Friday Afternoon in Williamsburg: After 41+ Years, Watching the Last Episode of "All My Children"


We were 18 years old and in our first semester at Brooklyn College on Thursday, December 11, 1969 when we read this article in The New York Times:

SOCIAL ACTIVISM GRIPS SOAP OPERA

Heroine on Serial on A.B.C. to Be a Mother for Peace


By George Gent

The daytime serial, or soap opera, is in the process of going activist.

Behind the agonized cries emanating from the traditional themes of troubled marriages, misalliances and fortune-hunting males, a soul engagé is apparently struggling to emerge and, if the signs are right, its time may have come.

The latest indication of what may be a trend comes from the American Broadcasting Company, which has announced that it will televise, starting Jan. 5 at 1 P.M., a new daily daytime series entitled "All My Children," whose heroine will be a peace activist married into a wealthy conservative family.


We were then involved in the antiwar movement, having worked in the New York headquarters of the Vietnam Moratorium in October, and active politically as a volunteer in Mayor John Lindsay's re-election on the Liberal Party line a few weeks before. The week All My Children premiered, we were in the viewing audience most days, except when we had our draft physical and French final.

We also loved soap operas, which had gotten us through some hard times in our teenage years and which we'd be watching for the rest of our life.

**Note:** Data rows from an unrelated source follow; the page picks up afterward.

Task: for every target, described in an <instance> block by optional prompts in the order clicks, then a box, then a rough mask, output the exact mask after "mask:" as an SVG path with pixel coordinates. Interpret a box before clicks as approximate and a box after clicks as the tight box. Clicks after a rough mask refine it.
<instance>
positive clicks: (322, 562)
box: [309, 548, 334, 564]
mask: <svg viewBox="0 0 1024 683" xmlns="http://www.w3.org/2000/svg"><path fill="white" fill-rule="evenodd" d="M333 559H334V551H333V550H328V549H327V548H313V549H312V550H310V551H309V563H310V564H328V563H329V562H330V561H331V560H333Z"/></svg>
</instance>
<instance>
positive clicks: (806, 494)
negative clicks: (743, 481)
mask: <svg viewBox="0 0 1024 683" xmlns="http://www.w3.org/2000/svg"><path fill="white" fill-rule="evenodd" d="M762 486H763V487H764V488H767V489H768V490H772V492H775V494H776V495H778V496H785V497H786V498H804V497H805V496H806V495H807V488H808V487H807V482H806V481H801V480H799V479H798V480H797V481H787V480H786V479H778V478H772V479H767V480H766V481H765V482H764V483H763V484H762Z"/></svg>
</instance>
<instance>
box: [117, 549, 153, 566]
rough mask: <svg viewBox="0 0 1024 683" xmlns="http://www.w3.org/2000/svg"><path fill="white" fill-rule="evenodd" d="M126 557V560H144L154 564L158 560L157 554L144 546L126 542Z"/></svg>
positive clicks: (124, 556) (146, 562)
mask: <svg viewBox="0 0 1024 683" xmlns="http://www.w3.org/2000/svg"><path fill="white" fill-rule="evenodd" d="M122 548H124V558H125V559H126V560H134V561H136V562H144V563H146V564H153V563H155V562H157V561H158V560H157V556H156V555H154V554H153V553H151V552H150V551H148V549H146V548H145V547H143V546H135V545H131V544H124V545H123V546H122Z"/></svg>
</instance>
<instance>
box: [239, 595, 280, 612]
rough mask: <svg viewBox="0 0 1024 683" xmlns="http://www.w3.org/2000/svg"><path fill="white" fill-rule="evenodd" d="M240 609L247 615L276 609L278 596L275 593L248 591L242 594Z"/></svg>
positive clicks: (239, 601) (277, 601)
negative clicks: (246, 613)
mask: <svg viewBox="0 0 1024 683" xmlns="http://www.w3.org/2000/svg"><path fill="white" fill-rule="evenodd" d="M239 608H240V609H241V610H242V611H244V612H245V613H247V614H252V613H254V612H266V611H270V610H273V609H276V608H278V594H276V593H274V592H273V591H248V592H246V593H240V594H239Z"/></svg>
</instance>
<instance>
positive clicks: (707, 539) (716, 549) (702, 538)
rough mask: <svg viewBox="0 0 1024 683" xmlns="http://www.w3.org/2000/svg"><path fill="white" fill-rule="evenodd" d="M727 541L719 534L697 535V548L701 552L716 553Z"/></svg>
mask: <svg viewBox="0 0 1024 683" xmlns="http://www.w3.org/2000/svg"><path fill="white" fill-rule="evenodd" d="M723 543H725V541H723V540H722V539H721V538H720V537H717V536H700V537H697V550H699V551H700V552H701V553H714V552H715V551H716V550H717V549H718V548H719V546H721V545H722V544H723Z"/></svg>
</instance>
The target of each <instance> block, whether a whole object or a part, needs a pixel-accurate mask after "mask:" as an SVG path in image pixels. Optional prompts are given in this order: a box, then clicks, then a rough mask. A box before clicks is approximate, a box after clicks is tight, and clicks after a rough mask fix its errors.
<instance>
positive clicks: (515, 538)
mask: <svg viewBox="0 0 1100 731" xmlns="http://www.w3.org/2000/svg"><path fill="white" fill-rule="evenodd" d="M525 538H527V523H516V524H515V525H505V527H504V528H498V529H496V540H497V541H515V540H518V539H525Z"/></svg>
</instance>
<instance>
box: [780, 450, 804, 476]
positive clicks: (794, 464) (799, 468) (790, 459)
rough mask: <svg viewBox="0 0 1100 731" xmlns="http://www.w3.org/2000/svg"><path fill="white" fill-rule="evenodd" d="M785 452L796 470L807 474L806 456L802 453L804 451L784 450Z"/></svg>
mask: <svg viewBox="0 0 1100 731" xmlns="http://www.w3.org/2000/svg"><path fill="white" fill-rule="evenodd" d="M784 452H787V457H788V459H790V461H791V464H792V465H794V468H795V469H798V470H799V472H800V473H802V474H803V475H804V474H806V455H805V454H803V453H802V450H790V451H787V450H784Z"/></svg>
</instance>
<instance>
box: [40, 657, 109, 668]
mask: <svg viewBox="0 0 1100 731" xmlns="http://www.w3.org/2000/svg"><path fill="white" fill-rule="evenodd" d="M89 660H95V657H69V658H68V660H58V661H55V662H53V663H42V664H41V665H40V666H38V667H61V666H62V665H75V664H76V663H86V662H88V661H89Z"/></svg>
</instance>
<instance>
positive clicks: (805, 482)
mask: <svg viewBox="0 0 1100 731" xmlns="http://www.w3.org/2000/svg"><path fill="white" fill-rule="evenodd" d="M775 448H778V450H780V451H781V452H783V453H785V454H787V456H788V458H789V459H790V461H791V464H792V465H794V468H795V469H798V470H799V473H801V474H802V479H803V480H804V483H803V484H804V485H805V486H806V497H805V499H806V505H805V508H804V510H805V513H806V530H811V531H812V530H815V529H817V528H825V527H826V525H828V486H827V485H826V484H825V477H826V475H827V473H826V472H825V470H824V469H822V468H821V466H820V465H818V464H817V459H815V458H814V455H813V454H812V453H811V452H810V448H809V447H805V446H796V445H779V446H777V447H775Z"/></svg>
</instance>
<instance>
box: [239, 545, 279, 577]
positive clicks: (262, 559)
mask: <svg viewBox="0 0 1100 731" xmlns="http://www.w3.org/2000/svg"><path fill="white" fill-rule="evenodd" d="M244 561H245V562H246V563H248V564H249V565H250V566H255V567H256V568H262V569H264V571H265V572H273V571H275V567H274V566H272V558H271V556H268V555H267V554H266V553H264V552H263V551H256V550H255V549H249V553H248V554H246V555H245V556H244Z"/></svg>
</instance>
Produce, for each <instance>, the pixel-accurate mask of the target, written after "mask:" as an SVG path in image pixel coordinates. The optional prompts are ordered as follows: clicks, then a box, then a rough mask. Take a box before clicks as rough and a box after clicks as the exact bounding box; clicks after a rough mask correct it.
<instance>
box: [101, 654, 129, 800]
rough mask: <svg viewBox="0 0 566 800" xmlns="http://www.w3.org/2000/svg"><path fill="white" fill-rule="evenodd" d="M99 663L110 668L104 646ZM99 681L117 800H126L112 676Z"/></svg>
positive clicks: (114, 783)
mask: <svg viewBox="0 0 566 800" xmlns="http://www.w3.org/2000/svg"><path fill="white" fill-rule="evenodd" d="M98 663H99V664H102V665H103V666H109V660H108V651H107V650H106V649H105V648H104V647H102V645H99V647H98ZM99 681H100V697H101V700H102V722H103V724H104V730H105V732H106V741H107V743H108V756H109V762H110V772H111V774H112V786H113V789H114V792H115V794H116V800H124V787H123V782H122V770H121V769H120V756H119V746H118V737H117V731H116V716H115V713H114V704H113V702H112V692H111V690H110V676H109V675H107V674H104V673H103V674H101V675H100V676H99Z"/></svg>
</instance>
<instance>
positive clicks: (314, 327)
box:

After a few weeks, All My Children didn't seem all that radical. A Sunday Arts and Leisure article in the Times dealt with the Vietnam War storyline, but clearly the usual soap opera plots held sway in Pine Valley. That was fine with us, too, and we kept watching -- not totally faithfully, but periodically and sporadically, as we moved into our twenties, thirties, forties and fifties.

Wherever we moved to, whatever our problems, we could turn on ABC at 1 p.m. or 12 p.m. or whatever time All My Children was on in that TV market, and we'd see familiar faces from our past.

Now we're 60 years old and All My Children aired its last TV episode this afternoon. (It will reappear next year as an online serial from Prospect Park (a different one than we've been going to since the 1950s).

Heavy rain and an age-related sports injury (torn gluteal muscle) prevented us from getting up to the Upper West Side to Soap Opera Digest columnist Carolyn Hinsey's farewell viewing party at Blondies Sports Bar, just a few blocks from the apartment where we used to watch the show in the 1980s.

But it was nice to see the finale at home by ourselves, the way we usually watched the show.